Machine Learning-Based Malware Detection and Classification Techniques
Ramesh Pokhrel
TLDR
This paper discusses how deep learning and traditional ML models can be integrated to improve classification accuracy, while also addressing issues related to data privacy, algorithmic bias, and accountability, and proposes future research directions to build more robust, ethical, and efficient malware detection frameworks.
Abstract
The continuous evolution of malware has forced cybersecurity professionals and academic researchers to explore advanced methods for detection and classification. This paper examines the application of machine learning (ML) techniques—specifically supervised learning algorithms such as Support Vector Machines (SVM), Random Forest (RF), and Neural Networks—to diagnose and mitigate malware threats, particularly on Windows-based environments.
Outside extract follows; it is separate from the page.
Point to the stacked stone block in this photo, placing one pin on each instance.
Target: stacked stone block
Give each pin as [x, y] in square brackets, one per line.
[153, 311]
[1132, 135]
Emphasis is placed on the diagnostic applications of these methods, ethical concerns raised by the integration of ML into cybersecurity, and the future implications of deep learning-based systems. Drawing on current research, the paper discusses how deep learning and traditional ML models can be integrated to improve classification accuracy, while also addressing issues related to data privacy, algorithmic bias, and accountability. The experimental results synthesized from recent studies provide a comprehensive overview of performance metrics achieved by these models, confirming that deep learning techniques significantly enhance malware classification accuracy. The discussion is further extended to potential adversarial attacks and the implementation of explainable AI techniques to improve transparency in decision-making. This paper is aimed at cybersecurity professionals and researchers in machine learning, offering an in-depth analysis of current methods and proposing future research directions to build more robust, ethical, and efficient malware detection frameworks.